Sunday, May 30, 2010

Gen. Hallam, Col. Dudley, and the Ten Missing Pages







Mail's in!

I've received parcels from England and Australia in the last couple of days, but they haven't quite lived up to the excitement of the arrival of the 1933 edition of Meredith and Co. last week.

A real disappointment came from Australia, whence I received a a partial copy of Col. Dudley A. Mills's significant publication, British Diplomacy in Canada: The Ashburton Treaty. It was published, not as a stand-alone piece of literature, but in United Empire: The Royal Colonial Institute Journal, New Series 2 (Oct 1911) on pages 681-712, and included the apparently definitive 'Mitchell Maps' [above, left].

Unfortunately, I've received only pages 681-702.

Dudley Mills is the uncle of George Mills, and spent his career traveling the world with the Corps of Royal Engineers. A brief biographical sketch on-line describes him in this way [my emphasis]:

"Dudley Acland Mills was born at Eastbourne in 1859. He appears on the 1861 census staying at Killerton House at Broadclist in Devon, the home of his grandfather Sir Thomas Dyke Acland. His parents were Agnes Lucy (née Acland) and Arthur Mills, the M.P. for Taunton from 1857 to 1865 and the M.P. for Exeter from 1873 to 1880.


Dudley Acland Mills joined the Royal Engineers as a Lieutenant in 1878, rising to the rank of Captain in 1889 and Major in 1897. In 1896 he married Ethel Joly de Lotbinière. They had one son and two daughters. Colonel Dudley Acland Mills died on 22 February 1938. According to his obituary in The Times (26 February 1938), he was 'an authority on things Chinese and early maps and a man of all-round culture and knowledge.'"

Researching the Ashburton Treaty is on my big "to do" list of all things Mills, but the journal United Empire itself describes Mills's well-researched document full of painstakingly reconstructed maps as "a valuable step towards clearing away misapprehensions which, in the past, have sometimes clouded the relations between Canadians and their Mother-land."

I'd like to think I could report on the entire article, but may only be able to survey through page 702, depending on the reply I receive from Serendipity Books in West Leederville WA, Australia, about the missing pages.

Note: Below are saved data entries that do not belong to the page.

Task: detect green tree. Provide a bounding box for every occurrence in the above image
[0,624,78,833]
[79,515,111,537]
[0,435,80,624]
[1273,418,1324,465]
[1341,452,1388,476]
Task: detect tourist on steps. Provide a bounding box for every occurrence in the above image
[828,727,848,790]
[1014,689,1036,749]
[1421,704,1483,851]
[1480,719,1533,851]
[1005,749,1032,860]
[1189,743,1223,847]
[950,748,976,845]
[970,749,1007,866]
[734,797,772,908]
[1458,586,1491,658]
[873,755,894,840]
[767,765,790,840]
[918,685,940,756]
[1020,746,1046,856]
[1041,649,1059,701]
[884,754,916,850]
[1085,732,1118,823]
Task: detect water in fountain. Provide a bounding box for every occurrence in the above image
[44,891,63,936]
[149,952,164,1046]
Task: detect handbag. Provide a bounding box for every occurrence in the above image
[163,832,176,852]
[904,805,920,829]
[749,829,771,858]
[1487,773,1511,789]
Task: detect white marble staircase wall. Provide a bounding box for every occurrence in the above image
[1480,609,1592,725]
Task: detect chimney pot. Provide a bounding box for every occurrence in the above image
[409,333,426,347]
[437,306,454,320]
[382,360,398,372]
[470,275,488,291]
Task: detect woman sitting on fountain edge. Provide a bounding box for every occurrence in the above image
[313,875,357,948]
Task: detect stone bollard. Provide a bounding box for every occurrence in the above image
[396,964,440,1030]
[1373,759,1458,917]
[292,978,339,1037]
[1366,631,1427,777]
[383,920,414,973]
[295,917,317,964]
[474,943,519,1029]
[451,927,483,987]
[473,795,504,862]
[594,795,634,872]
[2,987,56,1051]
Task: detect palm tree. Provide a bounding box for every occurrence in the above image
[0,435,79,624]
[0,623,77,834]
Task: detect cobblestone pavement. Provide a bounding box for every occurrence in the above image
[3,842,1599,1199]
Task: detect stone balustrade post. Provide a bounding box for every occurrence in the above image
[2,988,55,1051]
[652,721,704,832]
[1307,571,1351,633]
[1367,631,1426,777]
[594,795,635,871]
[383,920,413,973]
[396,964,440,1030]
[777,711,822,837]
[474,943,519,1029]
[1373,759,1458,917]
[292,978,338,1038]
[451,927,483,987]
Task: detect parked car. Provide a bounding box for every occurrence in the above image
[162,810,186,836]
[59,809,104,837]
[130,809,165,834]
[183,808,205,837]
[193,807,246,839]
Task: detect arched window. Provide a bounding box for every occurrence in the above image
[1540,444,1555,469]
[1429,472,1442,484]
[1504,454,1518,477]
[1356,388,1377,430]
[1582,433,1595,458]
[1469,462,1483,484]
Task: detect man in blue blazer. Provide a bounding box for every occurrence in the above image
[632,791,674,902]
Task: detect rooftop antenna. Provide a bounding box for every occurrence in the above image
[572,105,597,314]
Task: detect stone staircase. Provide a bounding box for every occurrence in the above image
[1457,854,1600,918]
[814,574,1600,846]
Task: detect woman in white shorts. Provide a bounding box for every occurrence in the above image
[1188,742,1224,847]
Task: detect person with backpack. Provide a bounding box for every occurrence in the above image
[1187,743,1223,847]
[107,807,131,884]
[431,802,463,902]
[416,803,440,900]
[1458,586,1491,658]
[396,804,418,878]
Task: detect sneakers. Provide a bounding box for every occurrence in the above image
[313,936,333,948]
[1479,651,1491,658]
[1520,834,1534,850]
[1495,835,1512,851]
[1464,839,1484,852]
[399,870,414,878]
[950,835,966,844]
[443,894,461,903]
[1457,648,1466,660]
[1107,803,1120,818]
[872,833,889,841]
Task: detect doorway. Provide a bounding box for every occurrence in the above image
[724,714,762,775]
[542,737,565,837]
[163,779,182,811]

I also received printed material from Alton, Hants in the U.K.: A brand-new, apparently self- or privately-published edition of An Account of Stewardship: 1979-1984 by Major General Giles Hallam Mills, Resident Governor and Keeper of the Jewel House, Her Majesty's Tower of London [title page, right]. It has been implied that General Mills [not to be confused with the American cereal company] is a relative of George Mills and family, but I've been unable to verify that independently.

It's a thin, 41-page text, hand bound by E. A. Weeks and Son, London, and is comprised of nicely reproduced photocopies of typewritten pages, probably "pica" if I'm correctly recalling the days before word processors when a "font" was better known as a reservoir than as a typeface. It promises to be a very factual read.

How Hallam Mills is related to the Mills family of our interest isn't quite known, but I'll read the volume anyway. At least it arrived with all of the 41 pages intact.

Meanwhile, wish me luck in my quest to receive the missing pages 703 to 712!

It's a gorgeous, sunny, hot morning here in Florida, and I'm still basking in the glow of pitcher Roy Halladay's perfect game for my beloved Philadelphia Phillies last night in Miami [left]. It was only the 20th perfect game in the history of baseball, and the second this year. The last time there were two perfectos in a season was 1880, accomplished by pitchers from the Providence Grays and the Worcester Red Rubys—the first two perfect games ever thrown.

I'm not sure exactly how a perfect game might translate to cricket, but I have read exciting passages in the books of George Mills about bowlers striving for "hat tricks." My cricket knowledge is obviously not exactly what it should be.

I recently read about the triple-centuries in Test cricket, accomplished by only 20 different players since 1930. Would this be a similarly rare accomplishment?